Dáil debates

Thursday, 1 October 2020

Winter Plan 2020: Statements

 

5:15 pm

Photo of Matt CarthyMatt Carthy (Cavan-Monaghan, Sinn Fein) | Oireachtas source

A previous speaker from the Fianna Fáil Party suggested that we should all put our differences aside and simply get behind our health services and the Ministers. I would like nothing more than to do that. It is very difficult, however, to just simply get behind our Minister and our health services when dealing daily, as I do and, I am sure, as other Members do, with sectoral interests, people who are at the coalface and people who are in need of services and treatment, none more so than those reliant on our disability services.

The failure of the Minister to include additional funding resources or investment provisions for disability and dementia services in the winter plan is astounding. His subsequent announcement of a meagre €10 million for disability day services and home support six months into the pandemic has been met with shock and dismay by the sector. To say it falls short of the urgent needs of the 643,133 people with disabilities in the State today is an understatement of the highest order.

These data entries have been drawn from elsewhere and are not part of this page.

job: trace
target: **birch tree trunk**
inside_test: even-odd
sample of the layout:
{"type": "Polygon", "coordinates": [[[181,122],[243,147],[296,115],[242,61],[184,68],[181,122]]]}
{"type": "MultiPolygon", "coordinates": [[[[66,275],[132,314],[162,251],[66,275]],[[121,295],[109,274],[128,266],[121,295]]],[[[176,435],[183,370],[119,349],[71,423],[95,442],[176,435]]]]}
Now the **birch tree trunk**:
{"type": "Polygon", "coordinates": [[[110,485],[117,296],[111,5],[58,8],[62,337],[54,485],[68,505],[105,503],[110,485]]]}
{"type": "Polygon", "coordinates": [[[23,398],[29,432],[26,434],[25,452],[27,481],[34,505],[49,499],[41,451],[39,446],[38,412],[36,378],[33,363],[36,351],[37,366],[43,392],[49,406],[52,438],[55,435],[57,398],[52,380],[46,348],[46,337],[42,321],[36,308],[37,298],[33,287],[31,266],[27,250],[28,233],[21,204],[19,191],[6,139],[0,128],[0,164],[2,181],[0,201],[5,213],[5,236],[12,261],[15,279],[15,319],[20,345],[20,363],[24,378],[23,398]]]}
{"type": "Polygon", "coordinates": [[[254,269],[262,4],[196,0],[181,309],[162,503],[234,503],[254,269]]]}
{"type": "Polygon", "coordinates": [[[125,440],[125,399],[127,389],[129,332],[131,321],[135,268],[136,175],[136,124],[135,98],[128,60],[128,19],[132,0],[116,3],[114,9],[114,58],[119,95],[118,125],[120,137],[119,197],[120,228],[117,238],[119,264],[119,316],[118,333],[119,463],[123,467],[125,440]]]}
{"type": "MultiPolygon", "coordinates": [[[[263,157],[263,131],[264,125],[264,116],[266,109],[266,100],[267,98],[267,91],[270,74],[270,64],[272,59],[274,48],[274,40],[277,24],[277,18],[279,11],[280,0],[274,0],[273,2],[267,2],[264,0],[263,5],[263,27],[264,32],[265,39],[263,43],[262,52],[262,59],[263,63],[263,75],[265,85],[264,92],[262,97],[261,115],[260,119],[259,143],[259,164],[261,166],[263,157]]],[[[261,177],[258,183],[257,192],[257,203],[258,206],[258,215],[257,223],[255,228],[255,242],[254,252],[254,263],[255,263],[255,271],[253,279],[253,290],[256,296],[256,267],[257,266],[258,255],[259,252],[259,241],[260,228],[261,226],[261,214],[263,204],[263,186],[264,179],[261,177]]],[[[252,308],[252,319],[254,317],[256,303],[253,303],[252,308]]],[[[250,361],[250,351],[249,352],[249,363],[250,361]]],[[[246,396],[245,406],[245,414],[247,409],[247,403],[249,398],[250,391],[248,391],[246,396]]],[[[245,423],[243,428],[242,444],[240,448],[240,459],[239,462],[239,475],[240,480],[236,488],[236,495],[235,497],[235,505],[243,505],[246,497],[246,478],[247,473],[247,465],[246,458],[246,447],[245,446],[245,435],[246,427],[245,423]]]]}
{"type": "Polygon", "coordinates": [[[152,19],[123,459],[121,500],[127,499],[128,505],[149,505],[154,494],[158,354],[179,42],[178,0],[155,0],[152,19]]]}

Disability services, as the Minister will be aware, submitted their Covid-related costs to the HSE in June, so the Minister knows that the moneys that were announced on Monday past are just a fraction of the funding needed to deliver services. I should not have to remind the Minister of his Government's commitment under the UN Convention on the Rights of Persons with Disabilities. I cannot overstate the personal toll and long-term impact of the withdrawal of care and supports for people with disabilities, their families and carers. I am calling and pleading again on the Minister of State, Deputy Butler, and the Minister, Deputy Donnelly, to address the funding crisis for disability services in budget 2021 and to bring their funding resources and capital investment needs on a sustainable footing going forward.

On that note, I wish to raise this issue again with the Minister, because every time I try, unfortunately, for one reason or another, I cannot eyeball him across this Chamber, the issue of the group home for people with disabilities in Carrickmacross. This group home was accepted as a very important resource that was warranted back the early 2000s.

From that point on the families of the people who will reside in this group home had to fight tooth and nail every step of the way.

The building was finally completed in 2016 and then disgracefully and remarkably the HSE announced it had no money to run it. Every year we have been told that it will be considered for the following year's Estimates. Unfortunately, at a political level during the terms of several Ministers, the response has been to say that this is a HSE matter. I ask the Minister of State to bring this message once again to the Minister, Deputy Donnelly. This is a political issue and we need political accountability. I ask the Minister of State to ensure that the Minister, Deputy Donnelly, responds to my request. He should bring together the relevant officials in his Department and in the HSE along with representatives of any other bodies involved, such as the Respond housing agency, Monaghan County Council and whoever needs to be brought around a table to resolve this issue. These are young adults with very profound physical and sensory disabilities. Their needs have been assessed and the health services have decided that they are best placed in the long term in this group home.

The group home, which is finished, is a fine building. It needs a few bits and pieces to be changed, but it is essentially ready to become operational. Unfortunately, the HSE has decided that its operation will be outsourced to a private company if it can get somebody to tender for it, which is incredibly disappointing because there was no reference to that before the building was completed.

I ask the Minister of State to ask the Minister, Deputy Donnelly, to convene that round-table meeting as I have suggested, after which I will be the first to commend the Minister and get, as the Minister of State's Fianna Fáil colleague asked us to do, behind the Minister and the health services because we want the winter plan to work. Those at the coalface of the disability services need the cash, the resources and the infrastructure to do it. A key part of that infrastructure in the south Monaghan and surrounding area is the group home in Carrickmacross. I again plead with the Minister of State to ensure it becomes operational without delay.